池田誠 / 冒険王⑤

「それではこの号の巻頭から見てみましょう」

 

そう言って池田さんは別冊「冒険王」72年秋季号を大事そうにひらいた。

 

①デビルマン絵はがき
②口絵ポスター
おもてにサンダーマスク、裏に「映画怪獣大行進」(ゴジラ、ガメラ、ギララなど)
③テレビ怪人カラーカード(8ページ)
(仮面ライダー、超人バロム1、快傑ライオン丸、変身忍者嵐、計4枚)
④テレビ特報
(ライオン丸(7ページ)、仮面ライダー(8ページ)、
⑤怪人などの図解
バロム1(3ページ)嵐(4ページ)ライオン丸(4ページ)仮面ライダー(4ページ)、他に二色刷り(赤黒、青黒)
⑥帰ってきた映画怪獣(7ページ)
⑦映画・テレビニュース・・・天地真理初主演映画の情報
構成:特撮かアニメのマンガ化作品

 

「この中でちびっこが真っ先に切り取るのが①のデビルマン絵はがきと③のカラーカードです。
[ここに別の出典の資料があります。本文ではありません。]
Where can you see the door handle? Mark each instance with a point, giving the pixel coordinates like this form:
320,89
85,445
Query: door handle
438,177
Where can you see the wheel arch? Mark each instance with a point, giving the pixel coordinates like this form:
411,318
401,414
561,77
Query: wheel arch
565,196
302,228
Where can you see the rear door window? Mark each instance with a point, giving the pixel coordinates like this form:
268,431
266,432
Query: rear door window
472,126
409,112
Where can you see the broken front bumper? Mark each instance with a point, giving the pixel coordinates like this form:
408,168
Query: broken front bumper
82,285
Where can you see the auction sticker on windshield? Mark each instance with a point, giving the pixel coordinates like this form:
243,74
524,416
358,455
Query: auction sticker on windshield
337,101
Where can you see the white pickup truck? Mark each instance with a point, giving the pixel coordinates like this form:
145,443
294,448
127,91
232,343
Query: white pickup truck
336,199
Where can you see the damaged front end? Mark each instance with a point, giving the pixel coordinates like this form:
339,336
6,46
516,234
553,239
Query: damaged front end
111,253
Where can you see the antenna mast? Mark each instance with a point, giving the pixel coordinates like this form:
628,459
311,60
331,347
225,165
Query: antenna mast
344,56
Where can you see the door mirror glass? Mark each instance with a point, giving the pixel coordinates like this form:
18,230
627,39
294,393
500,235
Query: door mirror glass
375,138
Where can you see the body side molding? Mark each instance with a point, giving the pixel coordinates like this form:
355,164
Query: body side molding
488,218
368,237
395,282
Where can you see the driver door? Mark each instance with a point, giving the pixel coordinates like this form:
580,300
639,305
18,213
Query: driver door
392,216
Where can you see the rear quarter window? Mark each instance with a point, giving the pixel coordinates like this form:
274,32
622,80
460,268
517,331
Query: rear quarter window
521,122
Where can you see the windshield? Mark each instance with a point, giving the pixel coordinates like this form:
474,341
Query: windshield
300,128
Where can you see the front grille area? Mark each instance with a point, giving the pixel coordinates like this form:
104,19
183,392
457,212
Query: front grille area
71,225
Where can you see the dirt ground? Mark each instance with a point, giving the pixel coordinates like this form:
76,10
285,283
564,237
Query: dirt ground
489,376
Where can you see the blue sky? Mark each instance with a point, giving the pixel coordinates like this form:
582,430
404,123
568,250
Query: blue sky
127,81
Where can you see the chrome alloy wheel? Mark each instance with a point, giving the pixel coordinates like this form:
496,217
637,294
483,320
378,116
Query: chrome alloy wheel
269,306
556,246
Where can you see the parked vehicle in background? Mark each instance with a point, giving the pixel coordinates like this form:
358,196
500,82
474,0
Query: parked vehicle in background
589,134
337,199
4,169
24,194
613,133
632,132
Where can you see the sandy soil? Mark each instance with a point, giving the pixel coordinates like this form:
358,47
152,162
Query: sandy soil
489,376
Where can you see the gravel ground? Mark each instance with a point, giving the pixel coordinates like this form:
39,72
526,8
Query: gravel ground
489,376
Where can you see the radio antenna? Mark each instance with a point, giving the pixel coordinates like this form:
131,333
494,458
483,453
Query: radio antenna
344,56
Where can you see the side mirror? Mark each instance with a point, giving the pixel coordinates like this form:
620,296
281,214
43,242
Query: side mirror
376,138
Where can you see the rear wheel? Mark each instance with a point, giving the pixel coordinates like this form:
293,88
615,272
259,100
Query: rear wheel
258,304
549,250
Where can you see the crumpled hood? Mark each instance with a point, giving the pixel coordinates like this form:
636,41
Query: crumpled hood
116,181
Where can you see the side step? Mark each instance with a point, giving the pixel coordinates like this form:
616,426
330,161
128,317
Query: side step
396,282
別冊「冒険王」に付録はついていないから、この絵はがきとカラーカードが、いわゆるとじこみ付録ということになります。まずたいていのちびっこは本能的にここを切る。これは切られているのが当たり前と思うくらいでちょうどいい」
「え、そうなの?」
「そうです。逆に言えば、ここを切らないちびっこは、真のちびっこではござらぬ。さってさんが、見た途端、いや~切られるものが切られてますねえ、と笑うのがこの部分です」
高橋さってさんの偉大な不動心に賛辞を送り、池田さんは言葉をつづけた。